Incorporei sono quasi tutti i personaggi della raccolta, trattandosi nella maggior parte dei casi di fantasmi. Anche tra gli spettri si distinguono gli eroi dagli antieroi ed è bene specificare che le pagine di questo libro sono infestate da presenze che non terrorizzano. Sono fantasmi antieroici nella misura in cui non possono fare male a nessuno, solo a se stessi, tutti avviluppati come sono nelle loro disgrazie, impigliati nelle loro coazioni a ripetere. Vien voglia di accarezzarli, di abbracciarli, se solo si riuscisse a toccare il flusso luminoso di cui sono fatti per lenire le sofferenze che li colpirono da vivi. Hanno tutti un passato inaccessibile, proprio come chi è ancora in vita, perché condannati a una dimensione di eterna attesa.
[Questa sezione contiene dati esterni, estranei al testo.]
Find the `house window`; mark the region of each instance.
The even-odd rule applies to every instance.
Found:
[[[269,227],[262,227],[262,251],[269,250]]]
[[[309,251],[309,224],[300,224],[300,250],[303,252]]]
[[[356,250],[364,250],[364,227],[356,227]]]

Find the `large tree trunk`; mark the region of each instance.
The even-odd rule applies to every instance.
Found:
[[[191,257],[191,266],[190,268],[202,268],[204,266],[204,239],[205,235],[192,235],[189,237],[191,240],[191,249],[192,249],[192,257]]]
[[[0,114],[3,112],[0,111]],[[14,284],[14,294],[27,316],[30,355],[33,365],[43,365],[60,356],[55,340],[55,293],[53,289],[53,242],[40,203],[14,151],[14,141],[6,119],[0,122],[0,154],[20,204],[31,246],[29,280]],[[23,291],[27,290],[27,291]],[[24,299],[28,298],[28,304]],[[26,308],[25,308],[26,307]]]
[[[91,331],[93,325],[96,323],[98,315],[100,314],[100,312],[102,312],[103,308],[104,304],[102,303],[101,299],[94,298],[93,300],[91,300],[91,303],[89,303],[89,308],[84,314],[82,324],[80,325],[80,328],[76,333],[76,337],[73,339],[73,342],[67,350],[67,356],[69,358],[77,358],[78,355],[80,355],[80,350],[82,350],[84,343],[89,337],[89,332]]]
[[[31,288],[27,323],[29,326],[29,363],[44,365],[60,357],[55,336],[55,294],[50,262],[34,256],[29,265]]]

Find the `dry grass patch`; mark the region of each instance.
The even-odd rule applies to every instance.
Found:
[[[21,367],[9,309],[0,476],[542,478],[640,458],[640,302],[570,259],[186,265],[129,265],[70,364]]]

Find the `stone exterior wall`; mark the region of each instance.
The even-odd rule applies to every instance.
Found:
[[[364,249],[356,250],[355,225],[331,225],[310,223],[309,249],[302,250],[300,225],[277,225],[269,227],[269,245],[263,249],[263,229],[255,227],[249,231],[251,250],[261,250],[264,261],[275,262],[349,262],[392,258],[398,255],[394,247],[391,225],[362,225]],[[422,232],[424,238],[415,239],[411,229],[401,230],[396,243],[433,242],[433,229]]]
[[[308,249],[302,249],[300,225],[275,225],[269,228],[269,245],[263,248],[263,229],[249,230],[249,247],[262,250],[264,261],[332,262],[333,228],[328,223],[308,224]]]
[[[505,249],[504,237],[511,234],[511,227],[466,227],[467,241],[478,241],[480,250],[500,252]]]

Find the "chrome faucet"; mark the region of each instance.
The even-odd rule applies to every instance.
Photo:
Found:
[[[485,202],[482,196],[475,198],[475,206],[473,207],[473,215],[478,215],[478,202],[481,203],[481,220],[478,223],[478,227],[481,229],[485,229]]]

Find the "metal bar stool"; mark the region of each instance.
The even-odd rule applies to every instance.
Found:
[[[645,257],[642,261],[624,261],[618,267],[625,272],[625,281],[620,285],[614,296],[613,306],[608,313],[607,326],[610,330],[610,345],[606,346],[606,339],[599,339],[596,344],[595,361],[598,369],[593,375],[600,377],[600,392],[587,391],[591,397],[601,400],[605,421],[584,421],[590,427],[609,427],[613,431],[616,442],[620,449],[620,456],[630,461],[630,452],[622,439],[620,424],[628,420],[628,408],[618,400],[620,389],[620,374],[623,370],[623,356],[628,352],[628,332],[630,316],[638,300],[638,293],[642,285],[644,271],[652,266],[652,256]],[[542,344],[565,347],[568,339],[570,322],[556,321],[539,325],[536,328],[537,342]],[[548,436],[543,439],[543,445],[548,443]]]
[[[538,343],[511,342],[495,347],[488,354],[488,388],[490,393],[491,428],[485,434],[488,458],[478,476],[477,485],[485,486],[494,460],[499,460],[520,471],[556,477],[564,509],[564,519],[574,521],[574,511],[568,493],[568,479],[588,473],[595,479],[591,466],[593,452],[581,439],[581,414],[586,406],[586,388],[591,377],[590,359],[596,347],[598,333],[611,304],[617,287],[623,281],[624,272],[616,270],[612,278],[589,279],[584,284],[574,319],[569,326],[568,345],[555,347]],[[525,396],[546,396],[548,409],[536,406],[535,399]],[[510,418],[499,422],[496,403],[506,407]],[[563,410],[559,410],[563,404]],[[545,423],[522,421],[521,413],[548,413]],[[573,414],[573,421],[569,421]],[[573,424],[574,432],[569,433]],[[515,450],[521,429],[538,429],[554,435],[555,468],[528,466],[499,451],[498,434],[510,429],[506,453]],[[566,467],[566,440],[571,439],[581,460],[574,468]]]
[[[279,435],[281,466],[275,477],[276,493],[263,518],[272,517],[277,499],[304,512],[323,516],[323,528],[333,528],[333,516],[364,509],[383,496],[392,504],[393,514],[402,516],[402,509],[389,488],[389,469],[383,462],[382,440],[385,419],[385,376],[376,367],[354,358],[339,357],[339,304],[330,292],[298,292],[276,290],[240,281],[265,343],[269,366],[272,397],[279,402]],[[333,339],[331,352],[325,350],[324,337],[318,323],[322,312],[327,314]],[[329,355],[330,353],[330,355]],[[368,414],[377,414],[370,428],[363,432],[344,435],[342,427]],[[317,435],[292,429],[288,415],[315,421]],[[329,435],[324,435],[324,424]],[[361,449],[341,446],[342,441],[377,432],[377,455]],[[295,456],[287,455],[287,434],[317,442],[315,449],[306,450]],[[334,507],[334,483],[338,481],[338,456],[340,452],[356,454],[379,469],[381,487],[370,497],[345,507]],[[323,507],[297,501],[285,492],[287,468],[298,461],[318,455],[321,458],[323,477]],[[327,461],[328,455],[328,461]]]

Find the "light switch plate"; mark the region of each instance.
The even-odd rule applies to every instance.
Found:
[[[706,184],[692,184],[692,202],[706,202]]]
È il caso dei fantasmi che popolano “Il puritano”, tra i racconti più belli della raccolta, un plotone di attori non spirati del tutto perché in costante apprensione per le loro interpretazioni che vedono nei film proiettati a rotazione nella sala degli studi cinematografici dove albergano: “Siamo morti, è vero, ma una seconda vita, spettrale, incorporea, attenua il gelo delle nostre ossa. Vaghiamo nel silenzio della hall, al chiaro di luna, senza più ansie, passioni, ricordi: mossi soltanto da un vago stupore. E se la penombra non desse alla sala un aspetto d’ambiente quasi domestico, dove i fantasmi di ciò che fummo si fingono ancora vivi, potremmo sembrare anche dei sonnambuli. Le star che ci sopravvivono [...] sono, con i film in cui esse ancora si agitano, l’unico argomento delle nostre conversazioni notturne. Il nostro vero passato – di gioie e dolori – ci è precluso” (p. 100).

 

Il male non è ultraterreno, ma tutto qui, su questa Terra. Non ci sono demoni, ma sventurati. Tanto vale, allora, seguire questi revenants, perché, con Horacio Quiroga, vien voglia davvero di vedere cosa ci sia dall’altra parte.